Representative Paul Ryan is now going on television saying that he wants a market based trigger for resolution based on Hart-Zingales’ model of how to tear down a large systemically risky firm. Within seconds, he is also calling the Dodd Bill a bailout bill, and a bill that picks winners because a resolution authority fund would give out haircuts, and he thinks we need to do bankruptcy on large financial firms.
We’ve been through this before, but Hart-Zingales is a resolution authority based reform for how to deal with a large systemically failing financial firm like Lehman Brothers. This is not bankruptcy for large systemically failing firms.
Bankruptcy reform would mean that we wait until the firm can’t make a payment before declaring it bankrupt, and then having a bankruptcy court handle the wind down of the firm. The Great Depression taught us that waiting until a person can’t access their checking account is a bad timing device to declare a commercial bank failed, and as such we have the FDIC wind down a failing bank earlier. Lehman’s bankruptcy judge declared: “This is the most momentous bankruptcy hearing I’ve ever sat through. It can never be deemed precedent for future cases. It’s hard for me to imagine a similar emergency”, so I think the idea holds. Resolution authority does the same exact thing for shadow banks and large, highly-leveraged and interconnected financial firms.
The question is when to pull the trigger. Hart-Zingales wants a market-based trigger based on the price of a CDS contract. If you look at the past few years and think that conclusion of AIG-FP and Magnetar is that the price of a CDS contract is a great predictor of default rates (has an expected value of 0), and that this won’t incentivize market participates with well defined goals to force a profitable banking run, run with it.
Hart-Zingales soft-pedal it, but their description: “and issuing equity did not improve its situation, the regulator would replace the institution’s CEO with a receiver or trustee.

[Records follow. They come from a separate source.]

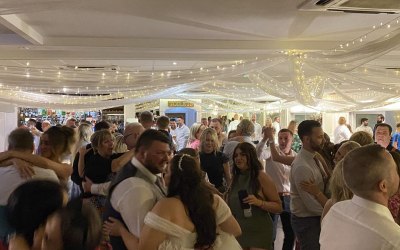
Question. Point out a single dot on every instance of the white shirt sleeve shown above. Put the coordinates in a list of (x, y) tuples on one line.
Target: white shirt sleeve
[(101, 188), (262, 152), (133, 199)]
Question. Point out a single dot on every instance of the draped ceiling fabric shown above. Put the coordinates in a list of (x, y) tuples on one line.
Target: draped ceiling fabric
[(340, 79)]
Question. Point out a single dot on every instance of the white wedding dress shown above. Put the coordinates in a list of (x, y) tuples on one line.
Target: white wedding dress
[(181, 239)]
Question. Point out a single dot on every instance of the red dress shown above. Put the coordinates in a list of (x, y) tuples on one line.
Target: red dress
[(394, 205)]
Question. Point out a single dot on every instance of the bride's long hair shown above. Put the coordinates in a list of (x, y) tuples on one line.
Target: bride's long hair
[(187, 183)]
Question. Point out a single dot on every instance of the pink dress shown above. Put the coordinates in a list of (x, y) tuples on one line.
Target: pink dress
[(194, 144)]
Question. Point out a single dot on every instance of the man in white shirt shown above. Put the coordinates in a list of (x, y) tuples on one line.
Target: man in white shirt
[(233, 124), (277, 126), (131, 134), (216, 124), (280, 174), (364, 222), (257, 136), (364, 127), (182, 133), (306, 208), (146, 119), (243, 134), (137, 186), (341, 132)]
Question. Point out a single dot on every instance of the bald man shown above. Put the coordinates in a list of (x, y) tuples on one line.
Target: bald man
[(364, 222), (131, 135)]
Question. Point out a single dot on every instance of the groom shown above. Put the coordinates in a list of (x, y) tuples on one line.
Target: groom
[(137, 187)]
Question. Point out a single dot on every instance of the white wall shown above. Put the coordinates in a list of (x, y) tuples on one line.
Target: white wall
[(197, 107), (130, 113), (8, 122)]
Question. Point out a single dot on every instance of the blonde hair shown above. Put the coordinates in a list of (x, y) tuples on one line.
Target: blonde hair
[(214, 137), (85, 131), (342, 120), (99, 137), (194, 129), (120, 146), (268, 121), (292, 126), (337, 185)]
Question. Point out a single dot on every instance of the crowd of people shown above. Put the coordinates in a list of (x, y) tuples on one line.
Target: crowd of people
[(159, 184)]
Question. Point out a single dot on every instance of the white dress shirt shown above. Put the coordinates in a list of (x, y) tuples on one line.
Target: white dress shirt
[(367, 129), (359, 224), (182, 136), (341, 133), (134, 197), (233, 125), (280, 173), (257, 132), (277, 127), (304, 168)]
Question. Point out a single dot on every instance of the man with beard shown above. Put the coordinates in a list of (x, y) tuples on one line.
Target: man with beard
[(307, 169), (137, 186), (364, 222)]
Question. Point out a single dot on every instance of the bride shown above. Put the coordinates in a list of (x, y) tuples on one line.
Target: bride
[(191, 217)]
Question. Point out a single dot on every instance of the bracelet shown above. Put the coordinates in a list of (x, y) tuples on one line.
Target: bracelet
[(262, 204)]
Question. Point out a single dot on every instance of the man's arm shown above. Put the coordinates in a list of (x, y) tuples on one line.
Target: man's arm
[(118, 163), (301, 175), (133, 203)]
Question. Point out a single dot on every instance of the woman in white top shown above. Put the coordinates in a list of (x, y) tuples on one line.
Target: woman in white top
[(341, 132), (191, 217)]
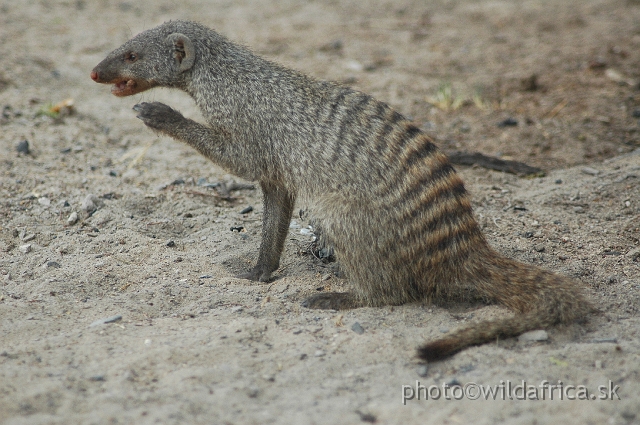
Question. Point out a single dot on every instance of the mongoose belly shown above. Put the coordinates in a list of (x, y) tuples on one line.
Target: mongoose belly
[(384, 195)]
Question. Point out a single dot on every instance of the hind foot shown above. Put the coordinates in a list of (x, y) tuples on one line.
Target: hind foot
[(332, 301)]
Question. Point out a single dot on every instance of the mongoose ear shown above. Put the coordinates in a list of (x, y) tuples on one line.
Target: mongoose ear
[(182, 50)]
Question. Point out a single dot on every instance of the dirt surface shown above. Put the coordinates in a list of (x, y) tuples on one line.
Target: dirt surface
[(153, 244)]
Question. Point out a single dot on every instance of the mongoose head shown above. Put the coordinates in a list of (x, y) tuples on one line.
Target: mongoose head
[(157, 57)]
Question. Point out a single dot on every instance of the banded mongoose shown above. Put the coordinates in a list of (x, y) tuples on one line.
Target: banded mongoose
[(386, 198)]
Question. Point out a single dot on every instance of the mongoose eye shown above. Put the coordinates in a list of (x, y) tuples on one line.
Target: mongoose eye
[(131, 57)]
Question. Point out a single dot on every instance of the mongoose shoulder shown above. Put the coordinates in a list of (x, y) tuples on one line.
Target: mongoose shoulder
[(386, 198)]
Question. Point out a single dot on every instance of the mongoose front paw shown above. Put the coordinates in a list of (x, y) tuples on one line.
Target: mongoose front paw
[(157, 116), (256, 274)]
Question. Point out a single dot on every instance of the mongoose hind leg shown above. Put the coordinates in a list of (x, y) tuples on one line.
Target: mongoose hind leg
[(333, 301), (278, 207)]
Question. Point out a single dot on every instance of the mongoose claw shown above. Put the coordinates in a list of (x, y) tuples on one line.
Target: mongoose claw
[(157, 116), (256, 274)]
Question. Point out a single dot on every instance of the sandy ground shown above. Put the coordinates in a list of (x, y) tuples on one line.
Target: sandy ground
[(195, 345)]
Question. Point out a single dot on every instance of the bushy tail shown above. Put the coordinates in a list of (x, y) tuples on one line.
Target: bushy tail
[(539, 298)]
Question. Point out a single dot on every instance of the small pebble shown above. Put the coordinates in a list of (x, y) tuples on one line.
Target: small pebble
[(130, 175), (422, 370), (106, 320), (590, 171), (73, 218), (23, 147), (357, 328), (539, 335), (90, 203), (509, 122), (294, 225), (634, 254)]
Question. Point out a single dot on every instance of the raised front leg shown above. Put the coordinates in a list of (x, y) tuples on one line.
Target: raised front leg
[(278, 206), (214, 143)]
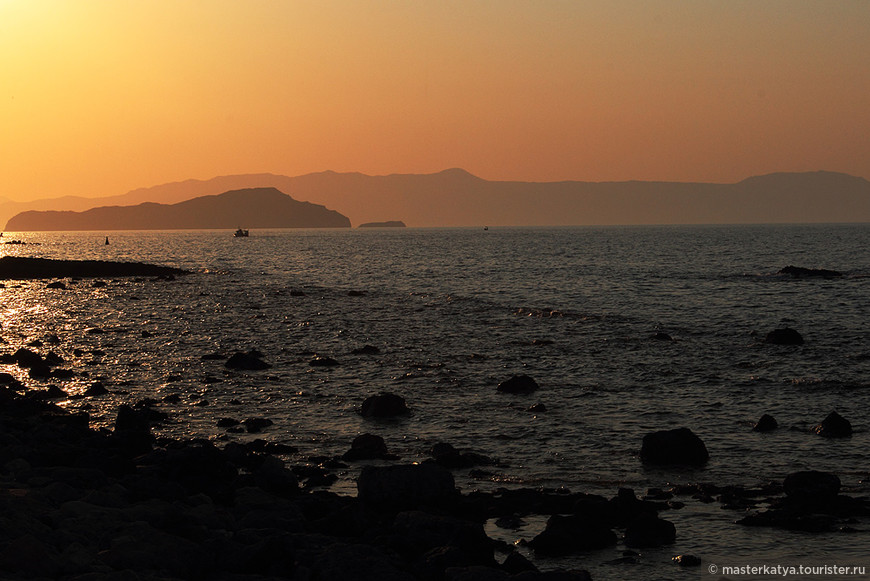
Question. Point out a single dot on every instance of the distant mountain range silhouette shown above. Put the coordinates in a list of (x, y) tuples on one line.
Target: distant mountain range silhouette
[(251, 208), (455, 197)]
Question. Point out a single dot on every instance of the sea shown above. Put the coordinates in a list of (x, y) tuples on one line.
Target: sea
[(453, 313)]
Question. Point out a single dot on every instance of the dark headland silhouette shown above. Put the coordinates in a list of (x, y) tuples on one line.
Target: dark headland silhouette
[(253, 208), (457, 198), (387, 224)]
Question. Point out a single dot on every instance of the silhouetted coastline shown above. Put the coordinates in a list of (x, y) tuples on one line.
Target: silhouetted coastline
[(18, 267)]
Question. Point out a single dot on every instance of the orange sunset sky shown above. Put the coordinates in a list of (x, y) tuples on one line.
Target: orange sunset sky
[(98, 97)]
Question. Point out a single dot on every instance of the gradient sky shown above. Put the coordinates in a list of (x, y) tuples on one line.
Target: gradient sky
[(98, 97)]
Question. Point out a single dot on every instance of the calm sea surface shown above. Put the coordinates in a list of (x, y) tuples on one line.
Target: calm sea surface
[(456, 311)]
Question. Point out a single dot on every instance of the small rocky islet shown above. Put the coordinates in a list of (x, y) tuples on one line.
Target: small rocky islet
[(83, 503)]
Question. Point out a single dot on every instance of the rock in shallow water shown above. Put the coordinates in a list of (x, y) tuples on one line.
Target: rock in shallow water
[(785, 336), (518, 385), (679, 446), (249, 361), (406, 486), (565, 535), (366, 447), (766, 423), (812, 485), (834, 426), (384, 405)]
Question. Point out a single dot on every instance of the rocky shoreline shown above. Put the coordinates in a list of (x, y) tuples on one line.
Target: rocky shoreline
[(21, 268), (83, 504)]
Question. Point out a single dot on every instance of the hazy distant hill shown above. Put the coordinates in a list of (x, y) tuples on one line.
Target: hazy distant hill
[(248, 208), (456, 198)]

This person would be required to recapitalize and sell the company, guaranteeing in the process that shareholders were wiped out and creditors — while not wiped out — received a ‘haircut,’ meaning that the value of what they were owed would be reduced by some set percentage…this regulatory receivership would be similar to a mild form of bankruptcy” is exactly what the Dodd Bill and Obama’s White Paper are trying to do.